Ekonomiści PKO BP zwracają uwagę na korzystne kształtowanie się globalnych cen żywności, które w październiku spadały o 8 proc. w ujęciu rocznym po przeliczeniu na złote. Krajowy rynek żywności beneficjuje również z dobrych tegorocznych zbiorów oraz nadpodaży niektórych produktów, co skutecznie ogranicza presję cenową w tym segmencie.
Nośniki energii również podrożały o 2,7 proc. rok do roku oraz 0,1 proc. w ujęciu miesięcznym. Dynamika ta pozostała poniżej oczekiwań analityków, pomimo wcześniejszych wzrostów cen ogrzewania i ciepłej wody związanych z wchodzeniem w życie nowych taryf oraz odmrożeniem cen od lipca 2025 roku. Ceny gazu i energii elektrycznej najprawdopodobniej pozostały stabilne.
Odmienną sytuację zaobserwowano na rynku paliw do prywatnych środków transportu. W ujęciu rocznym paliwa były tańsze o 1,9 proc., stanowiąc jedyną kategorię z deflacją. Jednocześnie w porównaniu miesięcznym odnotowano wzrost o 2,2 proc., głównie za sprawą diesla. Eksperci podkreślają jednak, iż miesięczne podwyżki nie przełożyły się na wzrost inflacji ogółem ze względu na efekt bazy statystycznej – rok temu paliwa także drożały w tym okresie.

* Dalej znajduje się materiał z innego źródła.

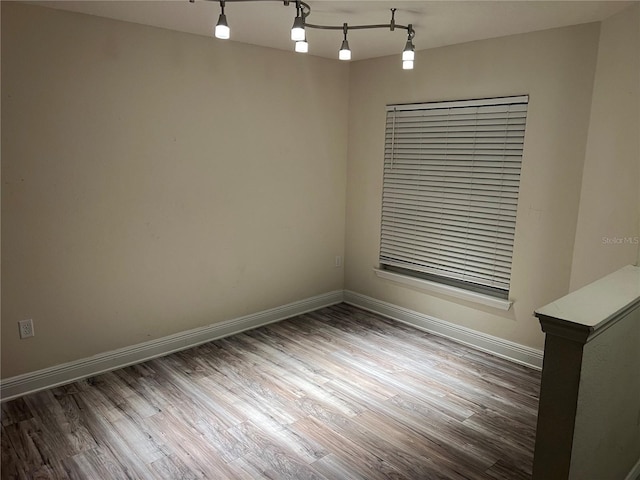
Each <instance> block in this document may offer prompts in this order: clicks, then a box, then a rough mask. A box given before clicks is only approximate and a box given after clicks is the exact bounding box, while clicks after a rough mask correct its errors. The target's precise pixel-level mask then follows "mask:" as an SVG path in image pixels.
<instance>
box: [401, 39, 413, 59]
mask: <svg viewBox="0 0 640 480" xmlns="http://www.w3.org/2000/svg"><path fill="white" fill-rule="evenodd" d="M415 57H416V52H415V47H414V46H413V42H412V41H411V39H410V38H409V39H408V40H407V44H406V45H405V46H404V50H403V51H402V61H404V62H407V61H411V62H413V61H414V60H415Z"/></svg>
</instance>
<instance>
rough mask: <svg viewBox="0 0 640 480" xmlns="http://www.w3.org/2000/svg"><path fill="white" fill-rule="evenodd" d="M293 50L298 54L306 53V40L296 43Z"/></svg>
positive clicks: (300, 40) (306, 49) (301, 40)
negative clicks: (296, 52) (294, 48)
mask: <svg viewBox="0 0 640 480" xmlns="http://www.w3.org/2000/svg"><path fill="white" fill-rule="evenodd" d="M295 50H296V52H298V53H307V52H308V51H309V44H308V43H307V40H306V39H304V40H300V41H299V42H296V47H295Z"/></svg>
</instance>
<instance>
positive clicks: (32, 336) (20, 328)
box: [18, 318, 35, 338]
mask: <svg viewBox="0 0 640 480" xmlns="http://www.w3.org/2000/svg"><path fill="white" fill-rule="evenodd" d="M18 327H19V328H20V338H29V337H33V336H34V335H35V333H34V331H33V320H32V319H31V318H29V319H27V320H20V321H19V322H18Z"/></svg>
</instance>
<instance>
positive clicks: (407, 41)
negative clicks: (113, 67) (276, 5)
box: [189, 0, 415, 70]
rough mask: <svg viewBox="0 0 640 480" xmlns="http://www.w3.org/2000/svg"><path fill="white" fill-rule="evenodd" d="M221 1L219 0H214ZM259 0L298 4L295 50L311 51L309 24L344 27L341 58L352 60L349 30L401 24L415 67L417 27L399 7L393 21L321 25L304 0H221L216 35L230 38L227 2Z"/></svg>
mask: <svg viewBox="0 0 640 480" xmlns="http://www.w3.org/2000/svg"><path fill="white" fill-rule="evenodd" d="M211 1H218V0H211ZM258 1H274V2H282V3H283V4H284V6H285V7H288V6H291V5H292V3H293V5H294V6H295V8H296V16H295V18H294V20H293V26H292V27H291V40H293V41H294V42H295V51H296V52H302V53H306V52H308V51H309V44H308V43H307V40H306V32H305V29H306V28H314V29H319V30H342V32H343V34H344V37H343V40H342V45H341V47H340V51H339V52H338V58H339V59H340V60H351V49H350V48H349V41H348V40H347V32H348V31H349V30H371V29H377V28H384V29H389V30H391V31H392V32H393V31H394V30H395V29H396V28H397V29H401V30H406V31H407V43H406V44H405V47H404V50H403V51H402V68H404V69H405V70H410V69H413V62H414V60H415V46H414V45H413V37H414V36H415V30H414V29H413V26H412V25H411V24H409V25H398V24H397V23H396V20H395V13H396V9H395V8H392V9H391V21H390V22H389V23H385V24H371V25H347V23H343V24H342V25H319V24H313V23H308V22H307V18H308V17H309V15H311V7H310V6H309V4H307V3H305V2H303V1H302V0H296V1H295V3H294V2H292V0H220V16H219V17H218V23H217V24H216V27H215V36H216V38H220V39H225V40H226V39H228V38H229V37H230V29H229V25H228V23H227V17H226V15H225V13H224V7H225V3H235V2H258ZM189 2H190V3H195V0H189Z"/></svg>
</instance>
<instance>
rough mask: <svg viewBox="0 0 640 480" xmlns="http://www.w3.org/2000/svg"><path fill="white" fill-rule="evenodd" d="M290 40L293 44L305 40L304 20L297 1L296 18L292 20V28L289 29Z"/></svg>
mask: <svg viewBox="0 0 640 480" xmlns="http://www.w3.org/2000/svg"><path fill="white" fill-rule="evenodd" d="M291 40H293V41H294V42H302V41H304V40H305V32H304V18H302V9H301V8H300V2H299V1H297V2H296V18H295V19H294V20H293V27H291Z"/></svg>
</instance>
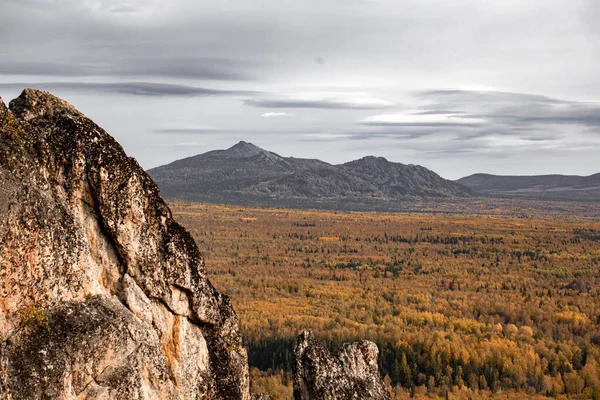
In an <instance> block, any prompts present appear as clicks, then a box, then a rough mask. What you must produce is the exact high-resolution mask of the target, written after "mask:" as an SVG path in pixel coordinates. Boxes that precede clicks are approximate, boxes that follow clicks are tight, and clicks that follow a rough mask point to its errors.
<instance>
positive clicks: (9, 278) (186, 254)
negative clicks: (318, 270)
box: [0, 89, 250, 399]
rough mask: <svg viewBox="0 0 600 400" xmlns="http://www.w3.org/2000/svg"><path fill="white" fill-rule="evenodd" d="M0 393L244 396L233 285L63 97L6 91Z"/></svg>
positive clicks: (1, 113) (1, 174) (3, 160)
mask: <svg viewBox="0 0 600 400" xmlns="http://www.w3.org/2000/svg"><path fill="white" fill-rule="evenodd" d="M0 278H1V279H0V298H1V299H2V302H1V303H0V335H1V338H2V347H1V349H0V364H1V365H0V367H1V374H0V398H7V399H30V398H47V399H56V398H60V399H78V398H93V399H109V398H110V399H113V398H114V399H121V398H122V399H164V398H175V399H196V398H215V399H216V398H218V399H249V397H250V395H249V389H248V387H249V384H248V383H249V382H248V381H249V378H248V365H247V356H246V351H245V349H244V348H243V346H242V342H241V337H240V334H239V331H238V322H237V317H236V315H235V312H234V311H233V309H232V307H231V303H230V301H229V299H228V298H227V296H225V295H223V294H221V293H219V292H218V291H216V290H215V289H214V288H213V286H212V285H211V283H210V282H209V281H208V279H207V277H206V270H205V266H204V260H203V258H202V255H201V254H200V252H199V250H198V248H197V247H196V244H195V242H194V241H193V239H192V238H191V236H190V235H189V234H188V232H186V231H185V229H183V228H182V227H181V226H180V225H178V224H177V223H176V222H175V221H174V220H173V218H172V216H171V211H170V210H169V208H168V206H167V205H166V204H165V202H164V201H163V200H162V199H161V197H160V194H159V191H158V188H157V187H156V185H155V184H154V182H153V181H152V180H151V179H150V178H149V177H148V176H147V175H146V173H145V172H144V171H143V170H142V168H141V167H140V166H139V165H138V163H137V162H136V161H135V160H134V159H132V158H129V157H127V156H126V154H125V152H124V151H123V149H122V148H121V146H119V144H117V143H116V142H115V140H114V139H113V138H112V137H111V136H110V135H108V134H107V133H106V132H105V131H104V130H102V129H101V128H100V127H98V126H97V125H96V124H94V123H93V122H92V121H91V120H90V119H88V118H86V117H85V116H84V115H83V114H81V113H80V112H78V111H77V110H76V109H75V108H74V107H73V106H71V105H70V104H68V103H67V102H65V101H63V100H60V99H58V98H56V97H54V96H52V95H50V94H49V93H45V92H40V91H36V90H31V89H26V90H25V91H24V92H23V93H22V94H21V96H19V98H17V99H15V100H13V101H12V102H11V103H10V110H9V109H7V108H6V106H5V105H4V103H2V101H1V100H0Z"/></svg>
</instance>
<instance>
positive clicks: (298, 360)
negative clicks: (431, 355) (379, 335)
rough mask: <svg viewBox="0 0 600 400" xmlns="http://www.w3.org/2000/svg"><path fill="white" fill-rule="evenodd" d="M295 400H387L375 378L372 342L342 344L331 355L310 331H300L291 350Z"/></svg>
mask: <svg viewBox="0 0 600 400" xmlns="http://www.w3.org/2000/svg"><path fill="white" fill-rule="evenodd" d="M294 354H295V357H296V362H295V364H294V399H295V400H351V399H356V400H359V399H360V400H368V399H371V400H389V399H390V394H389V393H388V392H387V390H386V389H385V385H384V383H383V381H382V380H381V377H380V376H379V370H378V368H377V357H378V355H379V351H378V349H377V346H376V345H375V343H373V342H369V341H367V340H363V341H360V342H356V343H351V344H345V345H344V346H343V347H342V348H341V349H340V351H339V352H338V353H337V354H335V355H332V354H331V353H330V352H329V350H328V349H327V348H326V346H325V345H324V344H323V343H322V342H320V341H319V340H317V339H316V338H315V336H314V335H313V333H312V332H310V331H304V332H302V334H300V336H298V340H297V342H296V349H295V350H294Z"/></svg>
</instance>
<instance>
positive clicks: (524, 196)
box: [456, 173, 600, 201]
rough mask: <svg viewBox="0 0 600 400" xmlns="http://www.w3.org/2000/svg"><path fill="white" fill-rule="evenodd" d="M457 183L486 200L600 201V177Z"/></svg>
mask: <svg viewBox="0 0 600 400" xmlns="http://www.w3.org/2000/svg"><path fill="white" fill-rule="evenodd" d="M456 182H457V183H460V184H461V185H464V186H466V187H468V188H471V189H472V190H473V191H475V192H478V193H481V194H483V195H488V196H500V197H520V198H535V199H544V200H584V201H600V173H598V174H594V175H590V176H577V175H534V176H501V175H490V174H474V175H470V176H467V177H464V178H461V179H459V180H457V181H456Z"/></svg>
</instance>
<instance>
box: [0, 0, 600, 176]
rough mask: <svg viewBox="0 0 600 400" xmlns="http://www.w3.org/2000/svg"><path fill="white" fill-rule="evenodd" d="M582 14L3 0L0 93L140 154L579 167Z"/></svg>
mask: <svg viewBox="0 0 600 400" xmlns="http://www.w3.org/2000/svg"><path fill="white" fill-rule="evenodd" d="M599 10H600V8H599V7H598V5H597V2H595V1H591V0H553V1H550V2H548V1H545V0H532V1H528V2H523V1H517V0H506V1H502V2H492V1H486V2H473V1H470V0H455V1H452V2H448V1H445V0H427V1H423V0H407V1H402V2H399V1H392V0H369V1H363V0H302V1H300V0H290V1H281V0H255V1H252V2H248V1H245V0H230V1H222V0H204V1H201V2H198V1H192V0H172V1H167V0H79V1H75V0H5V1H4V2H3V3H2V12H0V37H2V38H3V40H2V41H0V95H2V96H3V97H4V98H11V97H13V96H15V95H17V94H18V93H19V92H20V90H22V89H23V87H37V88H41V89H44V90H49V91H51V92H53V93H56V94H59V95H61V96H63V97H65V98H66V99H67V100H69V101H71V102H72V103H74V104H75V105H76V106H77V107H79V108H83V109H84V110H85V112H86V113H87V114H89V115H90V116H92V117H93V118H94V119H95V120H97V122H98V123H100V124H101V125H103V126H106V127H107V128H109V131H110V132H111V133H112V134H114V135H115V136H116V137H117V139H118V140H119V141H121V142H122V143H123V144H124V145H125V148H126V149H127V151H128V152H129V153H131V154H132V155H133V156H135V157H137V158H138V159H139V160H140V162H141V163H142V164H143V165H144V166H145V167H153V166H156V165H158V164H161V163H166V162H169V161H172V160H173V159H175V158H180V157H182V156H187V155H193V154H197V153H198V152H202V151H205V150H211V149H214V148H223V147H227V146H229V145H231V144H233V143H234V142H235V140H242V139H243V140H246V141H251V142H255V143H256V144H258V145H263V146H264V147H267V148H269V149H273V150H275V151H278V152H280V153H282V154H285V155H293V156H297V157H319V158H322V159H325V160H326V161H330V162H342V161H347V160H350V159H352V158H357V157H360V156H364V155H366V154H375V155H381V156H386V157H388V158H390V159H392V160H395V161H401V162H407V163H416V164H423V165H426V166H428V167H431V168H433V169H435V170H436V171H438V172H440V173H441V174H442V175H444V176H448V177H459V176H461V175H468V174H470V173H473V172H493V173H507V174H508V173H510V174H528V173H550V172H553V173H579V174H590V173H594V172H598V170H600V164H598V161H597V155H596V152H597V151H596V150H597V148H598V146H599V145H600V142H599V140H600V139H599V138H600V134H599V133H600V129H599V128H600V112H599V111H600V105H599V104H598V102H599V101H600V82H599V81H598V79H597V65H599V64H600V53H599V52H598V51H597V49H598V46H599V45H600V30H599V28H598V24H597V20H598V16H600V13H599ZM99 94H101V95H102V96H98V95H99ZM100 97H101V98H100ZM192 135H196V136H197V135H202V141H201V142H198V141H195V140H190V137H191V136H192ZM191 143H194V144H193V145H191ZM185 144H190V145H189V146H188V147H187V148H186V146H185ZM203 146H204V147H203Z"/></svg>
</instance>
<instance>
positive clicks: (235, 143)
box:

Inflacja bazowa najniższa od sześciu lat
Szczególnie istotnym sygnałem dla polityki pieniężnej jest kształtowanie się inflacji bazowej, która eliminuje wpływ zmiennych cen żywności i energii. Według danych NBP, w październiku 2025 roku inflacja bazowa wyniosła 3,0 proc. w ujęciu rocznym – najniżej od sześciu lat. Ekonomiści oceniają, iż w listopadzie mogła spaść jeszcze głębiej.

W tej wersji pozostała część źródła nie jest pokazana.